C’est comme si de nombreuses voix importantes des médias, de la Société civile et de l’opposition politique, sortent subitement d’un long sommeil, aux semblants d’un coma éthylique, pour enfin découvrir le véritable visage du leader de la formation politique Pastef. Ou bien que ces personnes soient rattrapées par le phénomène du retour brusque d’un déni d’une réalité qui, selon des réminiscences de quelques lectures freudiennes, est l’attitude consistant à refuser de voir les choses telles qu’elles sont réellement. Cela peut avoir une raison d’ordre idéologique, si cette réalité va à l’encontre de ses propres opinions. La nouveauté est que Ousmane Sonko trouve de moins en moins grâce dans les espaces publics. Désormais ses attitudes, frasques et autres déclarations font plus qu’émouvoir, elles indignent jusque dans les milieux qui lui passaient toutes ses incartades ou grossièretés, qui l’excusaient de tout en un mot.
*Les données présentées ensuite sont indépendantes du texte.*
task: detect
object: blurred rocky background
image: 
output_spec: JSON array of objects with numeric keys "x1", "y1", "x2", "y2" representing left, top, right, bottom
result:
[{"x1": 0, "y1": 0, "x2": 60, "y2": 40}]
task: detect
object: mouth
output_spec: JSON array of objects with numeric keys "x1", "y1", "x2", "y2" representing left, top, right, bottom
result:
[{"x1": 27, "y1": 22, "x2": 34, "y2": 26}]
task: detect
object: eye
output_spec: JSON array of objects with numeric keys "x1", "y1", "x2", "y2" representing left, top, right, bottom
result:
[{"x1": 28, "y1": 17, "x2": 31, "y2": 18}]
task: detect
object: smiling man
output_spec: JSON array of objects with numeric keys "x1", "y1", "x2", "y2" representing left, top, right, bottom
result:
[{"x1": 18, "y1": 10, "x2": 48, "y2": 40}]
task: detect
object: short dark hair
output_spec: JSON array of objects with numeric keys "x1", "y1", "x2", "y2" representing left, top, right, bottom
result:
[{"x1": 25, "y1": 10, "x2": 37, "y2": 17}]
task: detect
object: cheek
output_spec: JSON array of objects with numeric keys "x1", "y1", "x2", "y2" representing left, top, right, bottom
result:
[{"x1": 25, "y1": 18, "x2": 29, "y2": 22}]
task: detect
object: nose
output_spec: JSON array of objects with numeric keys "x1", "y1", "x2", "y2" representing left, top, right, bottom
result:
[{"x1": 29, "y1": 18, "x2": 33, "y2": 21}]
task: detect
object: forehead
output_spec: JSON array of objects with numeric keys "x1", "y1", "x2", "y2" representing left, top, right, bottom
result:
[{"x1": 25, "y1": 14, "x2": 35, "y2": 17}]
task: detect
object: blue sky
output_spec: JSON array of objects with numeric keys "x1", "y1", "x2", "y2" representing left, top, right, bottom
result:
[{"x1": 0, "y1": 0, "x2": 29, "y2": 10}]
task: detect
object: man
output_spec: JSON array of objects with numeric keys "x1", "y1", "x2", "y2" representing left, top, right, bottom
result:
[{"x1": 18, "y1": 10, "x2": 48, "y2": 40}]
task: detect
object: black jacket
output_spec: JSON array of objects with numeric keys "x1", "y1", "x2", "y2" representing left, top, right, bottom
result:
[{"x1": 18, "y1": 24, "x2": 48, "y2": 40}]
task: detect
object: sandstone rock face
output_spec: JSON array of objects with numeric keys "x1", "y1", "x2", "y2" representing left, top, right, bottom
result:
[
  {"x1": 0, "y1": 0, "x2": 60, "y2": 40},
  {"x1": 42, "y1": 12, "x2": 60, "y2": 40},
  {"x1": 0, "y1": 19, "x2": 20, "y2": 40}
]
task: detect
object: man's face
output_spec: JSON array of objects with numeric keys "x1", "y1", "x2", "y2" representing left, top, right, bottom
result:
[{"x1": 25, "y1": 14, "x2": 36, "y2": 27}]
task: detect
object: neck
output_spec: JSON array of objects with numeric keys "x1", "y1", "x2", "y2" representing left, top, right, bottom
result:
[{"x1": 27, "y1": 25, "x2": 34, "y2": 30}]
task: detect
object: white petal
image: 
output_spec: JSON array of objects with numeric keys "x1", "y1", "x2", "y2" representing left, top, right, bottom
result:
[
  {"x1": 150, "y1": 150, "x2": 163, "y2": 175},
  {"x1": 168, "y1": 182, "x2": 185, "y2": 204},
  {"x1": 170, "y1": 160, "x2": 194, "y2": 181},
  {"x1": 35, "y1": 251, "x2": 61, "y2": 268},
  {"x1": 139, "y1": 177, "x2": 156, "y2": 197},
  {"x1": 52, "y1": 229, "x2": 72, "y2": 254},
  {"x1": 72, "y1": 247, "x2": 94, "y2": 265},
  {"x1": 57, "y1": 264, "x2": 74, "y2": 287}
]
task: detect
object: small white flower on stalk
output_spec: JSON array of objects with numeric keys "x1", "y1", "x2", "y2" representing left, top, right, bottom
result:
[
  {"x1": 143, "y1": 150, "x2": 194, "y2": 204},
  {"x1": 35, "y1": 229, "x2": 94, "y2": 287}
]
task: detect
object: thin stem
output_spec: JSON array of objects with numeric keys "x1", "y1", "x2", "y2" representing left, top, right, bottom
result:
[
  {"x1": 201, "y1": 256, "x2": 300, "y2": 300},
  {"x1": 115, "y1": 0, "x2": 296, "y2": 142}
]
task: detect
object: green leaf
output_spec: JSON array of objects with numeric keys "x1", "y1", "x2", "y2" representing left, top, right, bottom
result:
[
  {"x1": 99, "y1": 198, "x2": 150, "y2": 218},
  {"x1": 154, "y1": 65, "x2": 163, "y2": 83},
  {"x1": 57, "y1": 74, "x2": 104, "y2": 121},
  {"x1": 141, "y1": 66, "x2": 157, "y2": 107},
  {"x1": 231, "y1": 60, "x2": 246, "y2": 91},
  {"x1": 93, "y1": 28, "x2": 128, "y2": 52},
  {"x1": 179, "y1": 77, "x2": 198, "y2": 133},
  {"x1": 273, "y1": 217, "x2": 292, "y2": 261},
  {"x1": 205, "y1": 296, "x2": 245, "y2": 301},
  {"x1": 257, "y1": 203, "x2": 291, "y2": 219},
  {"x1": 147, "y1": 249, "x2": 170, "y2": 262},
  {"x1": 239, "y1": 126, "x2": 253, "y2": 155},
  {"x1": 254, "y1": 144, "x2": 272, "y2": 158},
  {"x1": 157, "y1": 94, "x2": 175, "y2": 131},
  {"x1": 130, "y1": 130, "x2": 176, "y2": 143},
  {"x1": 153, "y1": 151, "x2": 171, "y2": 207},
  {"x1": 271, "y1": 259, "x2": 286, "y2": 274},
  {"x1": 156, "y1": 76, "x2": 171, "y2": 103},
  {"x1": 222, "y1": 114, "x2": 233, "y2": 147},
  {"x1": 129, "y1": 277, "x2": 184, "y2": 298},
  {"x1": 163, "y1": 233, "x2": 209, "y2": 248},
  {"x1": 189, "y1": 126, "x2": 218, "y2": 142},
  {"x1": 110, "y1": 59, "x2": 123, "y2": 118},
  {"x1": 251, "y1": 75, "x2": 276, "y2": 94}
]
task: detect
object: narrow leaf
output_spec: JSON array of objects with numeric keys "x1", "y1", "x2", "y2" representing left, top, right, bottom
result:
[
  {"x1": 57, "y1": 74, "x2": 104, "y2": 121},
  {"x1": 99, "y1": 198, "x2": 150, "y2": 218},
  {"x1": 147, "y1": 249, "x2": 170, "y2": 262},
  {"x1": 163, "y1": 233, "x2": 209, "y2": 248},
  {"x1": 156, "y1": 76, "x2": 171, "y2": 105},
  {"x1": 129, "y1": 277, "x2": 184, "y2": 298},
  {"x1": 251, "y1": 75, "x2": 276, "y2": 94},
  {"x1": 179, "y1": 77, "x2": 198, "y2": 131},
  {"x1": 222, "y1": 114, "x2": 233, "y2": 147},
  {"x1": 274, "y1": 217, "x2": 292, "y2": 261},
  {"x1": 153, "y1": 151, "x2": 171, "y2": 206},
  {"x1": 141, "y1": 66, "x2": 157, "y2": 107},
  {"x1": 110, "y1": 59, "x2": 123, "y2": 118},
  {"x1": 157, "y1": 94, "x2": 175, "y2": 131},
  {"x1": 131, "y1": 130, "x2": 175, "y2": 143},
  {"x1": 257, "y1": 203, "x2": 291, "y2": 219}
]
Ousmane Sonko avait pu constituer un parfait client pour tout ce beau monde. Il était un gros épouvantail dressé face au régime du Président Macky Sall. Les opposants trouvaient en lui la personne qui pouvait tout dire sans scrupules, comme mentir, calomnier, affabuler et ainsi susciter l’aversion des populations et les braquer contre Macky Sall. La fin justifiant les moyens. La Société civile, dans une posture de rentière des tensions ou des crises, pour reprendre l’expression de Yoro Dia, trouvait en Ousmane Sonko le bon pyromane pour entretenir, alimenter les tensions politiques et ainsi justifier l’intervention de secouristes pour sauver un Sénégal en péril. Les médias trouvaient en Ousmane Sonko leur meilleur client car ses déclarations tonitruantes, en veux-tu en voilà, font régulièrement les choux gras. Alors découvrent-ils tous que leur créature a pris de l’envergure et qu’elle s’est révélée effrayante ? On réalise en effet, au lendemain des élections législatives du 31 juillet 2022, que ce nouveau monstre est aux portes du pouvoir et la panique semble s’installer ! C’est en quelque sorte l’allégorie du Monstre de Frankenstein ! Dans une fiction de la romancière anglaise, Mary Shelley (1818), le Dr Victor Frankenstein avait fabriqué un être, dans le langage moderne on dirait un humanoïde, à partir de différents membres de cadavres. Une fois son œuvre terminée, il découvrit la laideur et le caractère hideux de sa créature qui l’effraya. Il l’abandonna et s’enfuit. La créature entra dans une phase de révolte et sombra dans une folie meurtrière pour attaquer et tuer son créateur qui ne l’acceptait plus, la reniait et contre la société tout entière qui la rejetait. «La morale de cette histoire est que nous engendrons souvent nous-mêmes les monstres qui nous hantent (…) Toute proportion gardée, des monstres de Frankenstein, la société en façonne tous les jours.» Mais le phénomène Ousmane Sonko aura aussi l’avantage d’être un pertinent révélateur des parjures, des reniements, de l’hypocrisie et des lâchetés des médias, de la Société civile et de la classe politique.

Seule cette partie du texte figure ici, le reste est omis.